Considerations when writing a preregistration if you're new to all this

Mon, Jun 26, 2017

(Note: I apparently use preregistration and pre-registration interchangeably, because I guess I want to have my hyphenation cake and eat it, too.)

I’m a selfish preregisterer (Preregisterizer? Preregistrar? Preregistrix?). I preregister experiments primarily for my own benefit. I make as many decisions as I can up front, when I’m unbiased and unattached. Yes, it’s more transparent, and yes, it provides a record to others that you made your decisions ahead of time and not in a post-hoc way. But I mostly do it for myself.

Like Odysseus tying himself to the mast, preregistration saves you from the siren song of totally justifiable post-hoc decisions that just happen to make things work a little more nicely. I do think that usually this isn’t ill-intentioned or even necessarily deliberate, but I do think it is extremely hard (if not impossible) to make decisions in an unbiased way once the data have started coming in.

Preregistration can be an asset, not an extra chore. It eliminates decision points, which speeds up the process considerably (especially in the analysis stage). It provides a record to yourself of your methods, analysis intentions, and motivating rationale. It also, of course, provides this same record to others.

So, what are some things you might want to think about when writing a pre-registration if you’re just starting out?

1. What are your hypotheses and predictions?

Why are you running this study? What hypotheses are you interested in testing, or what theories are you exploring? Do you have predictions about how the data will look, or a set of possible outcomes depending on what mechanisms are at work? Can you generate hypothetical/example data for these possibilities?

2. How many subjects?

How many people are you going to run, and why? Maybe you do a power analysis to figure out how many you would need to find your smallest effect size of interest, maybe you just always like to run 50 people per group. However you decide on your number, you want to decide on this upfront.
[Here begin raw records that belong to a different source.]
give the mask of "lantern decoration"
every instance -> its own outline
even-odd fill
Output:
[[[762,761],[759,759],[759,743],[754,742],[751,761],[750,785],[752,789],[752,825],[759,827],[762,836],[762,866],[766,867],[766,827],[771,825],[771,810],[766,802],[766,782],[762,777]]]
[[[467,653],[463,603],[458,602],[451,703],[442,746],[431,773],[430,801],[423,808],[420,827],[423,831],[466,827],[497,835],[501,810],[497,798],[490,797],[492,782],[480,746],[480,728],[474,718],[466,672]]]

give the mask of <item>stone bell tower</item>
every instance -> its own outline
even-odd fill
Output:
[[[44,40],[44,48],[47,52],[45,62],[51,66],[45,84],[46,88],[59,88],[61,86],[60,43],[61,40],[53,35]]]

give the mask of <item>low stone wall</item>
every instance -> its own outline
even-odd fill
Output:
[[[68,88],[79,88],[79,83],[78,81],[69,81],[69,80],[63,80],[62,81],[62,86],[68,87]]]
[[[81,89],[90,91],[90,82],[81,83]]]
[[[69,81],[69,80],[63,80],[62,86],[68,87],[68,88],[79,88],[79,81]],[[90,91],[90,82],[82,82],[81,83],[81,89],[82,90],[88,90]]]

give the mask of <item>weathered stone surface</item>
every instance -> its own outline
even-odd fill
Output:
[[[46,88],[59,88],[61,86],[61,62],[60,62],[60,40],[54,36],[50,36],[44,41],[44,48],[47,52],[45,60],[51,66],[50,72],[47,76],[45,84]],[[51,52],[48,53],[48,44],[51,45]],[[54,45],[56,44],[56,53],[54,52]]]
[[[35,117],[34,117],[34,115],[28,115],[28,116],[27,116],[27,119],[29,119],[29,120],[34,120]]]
Alternatively, if you’re going to be doing a sequential analysis, where you periodically inspect the data over the course of collection and stop once you’ve reached some threshold (such as a Bayes factor of 10 in either support of the alternative or support of the null), you’ll want to specify those details. What is the stopping point? How many batches will you run?

How will you be recruiting people? What’s their compensation? Are their any inclusion criteria they have to meet (right-handed, normal or corrected-normal vision, etc)?

3. What are your methods?

How are you going to run the study? To address this, I usually like to just write the methods section. I think it’s important to be detailed here because you want to prevent nudging of the experimental procedure if it “doesn’t seem to be working.” If possible, can you upload your experimental script as it will be run and all of the stimuli?

If you always test in the same place in the same way, you could write up a general equipment page that you link to in addition to the details of your particular study (if you always use the same eyetracker, for example).

This will make writing the methods section a breeze when the time comes!

4. What is your analysis plan?

How are you going to analyze the data? What kind of tests are you going to do, and between which conditions? Are there conditions under which you will pool observations across conditions? You want to make all of these decisions before you have any idea what the data are. .

If possible, can you upload the very script you’ll use to analyze the data?

How are you going to code free-responses? If people have to be classified, how are you going to do it? In the research I do, I run a lot of inattentional blindness studies. One of the things we have to decide is how to determine “noticers” (people who saw the unexpected event) from “nonnoticers” (people who missed it). This is a very consequential decision, and is definitely not one we want to have any flexibility over after the data have come in.

Are you going to exclude subjects or observations? Under what conditions? Try to imagine every possible reason you might need to exclude someone and list it. These can be things like failing attention checks, performing below chance on some critical accuracy measure, falling asleep during the experiment, reporting colorblindness during a color-based study, and so on.

Practice makes perfect

I wasn’t sure about this whole preregistration thing when I first started. It seemed like just another chore, and I was on the up and up, so why did I need to do this, anyway? But after I ran my first preregistered experiment, I came to appreciate the absence of flexibility. Even in what I expected to be a completely straightforward experiment, there were dozens of little decisions I could have made in the moment. It was so freeing to be able to just stick to the plan and have all the decisions made ahead of time. No agonizing, no doubting, no trying a million different things in the off-chance that some other analysis would look better. I just followed my map right out of the garden of forking paths.

If you want to start pre-registering your work, the Open Science Framework is a great option. There’s also AsPredicted.

Preregistering a study for the first time can feel strange, particularly if you’re accustomed to running non-preregistered studies. When you’re used to dealing with problems and decision points as they emerge over the course of a study, rather than anticipating them ahead of time, it can be hard to even enumerate them. Like anything, though, it gets much easier with practice.